20.04.2018 
Börsianer in Sorge

Wie der Ölpreis die Aktienkurse wanken lässt

Von
Ölförderung in den USA: Steigen die Rohstoffpreise, steigt die Inflation, steigen die Zinsen - so zumindest die Sorge an den Börsen.
AFP
Ölförderung in den USA: Steigen die Rohstoffpreise, steigt die Inflation, steigen die Zinsen - so zumindest die Sorge an den Börsen.

Steigende Rohstoffpreise verunsichern seit Tagen die Börsianer. Die Sorge: Eine anziehende Inflation könnte Zinssteigerungen nebst Kursverlusten zur Folge haben. Ob es so kommt, entscheiden unter anderem die Scheichs von Saudi-Arabien. 

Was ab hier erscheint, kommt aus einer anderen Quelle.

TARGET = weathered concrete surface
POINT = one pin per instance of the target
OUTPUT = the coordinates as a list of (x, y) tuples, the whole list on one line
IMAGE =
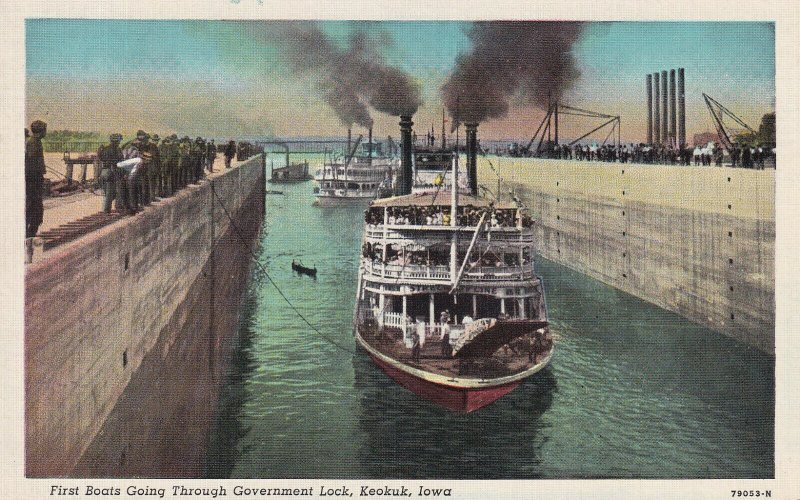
[(127, 332), (699, 241)]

Ein Nickelpreis, der an einem einzigen Tag um fast 10 Prozent steigt, ein Aluminiumpreis, mit dem es binnen zwei Wochen um 36 Prozent nach oben geht, und ein Ölpreis auf dem höchsten Niveau seit dreieinhalb Jahren - an der Börse richten die Investoren zurzeit besonders besorgte Blicke auf den Rohstoffmarkt.

Der Grund ist klar: Ohnehin befindet sich der Aktienmarkt in Turbulenzen. Zunächst sorgte der Handelsstreit der USA mit Europa und China für Kursverluste. Seit Ende März schien sich die Lage diesbezüglich zwar etwas beruhigt zu haben. Nicht wenige Beobachter erwarten jedoch an den Börsen in den nächsten Monaten weitere Unruhe, vor allem, weil die Konjunktur zuletzt unerfreuliche Signale aussandte.

Die Nachrichten vom Rohstoffhandel kommen also zur Unzeit. Steigende Rohstoffpreise wecken die Erwartung, dass die Inflation anziehen kann. Das wiederum könnte die Notenbanken zu einer strikteren Geldpolitik bewegen - ein Szenario, das kein Börsianer gerne mag.

Bislang hielten sich die Preissteigerungen sowohl in der Euro-Zone als auch in den USA in Grenzen. Die Europäische Zentralbank (EZB) wie auch die US-Notenbank Fed hatten daher ausreichend Spielraum für eine vergleichsweise großzügige Zinspolitik - zur Freude der Aktienanleger.

Die EZB etwa hält nach derzeitigem Stand noch mindestens bis zum September 2018 daran fest, monatlich Anleihen im Volumen von 30 Milliarden Euro zu erwerben. Danach soll das Wertpapierkaufprogramm womöglich zurückgefahren werden, aber keinesfalls abrupt, sondern eher mit Bedacht. Einen ersten Zinsschritt nach oben stellte Bundesbank-Präsident Jens Weidmann vor Kurzem für Mitte 2019 in Aussicht.

In den USA hat die Fed ihren Leitzins angesichts einer robust laufenden Konjunktur in den vergangenen Jahren zwar bereits mehrere Male erhöht. Allerdings geschah das ebenfalls vergleichsweise vorsichtig und zurückhaltend.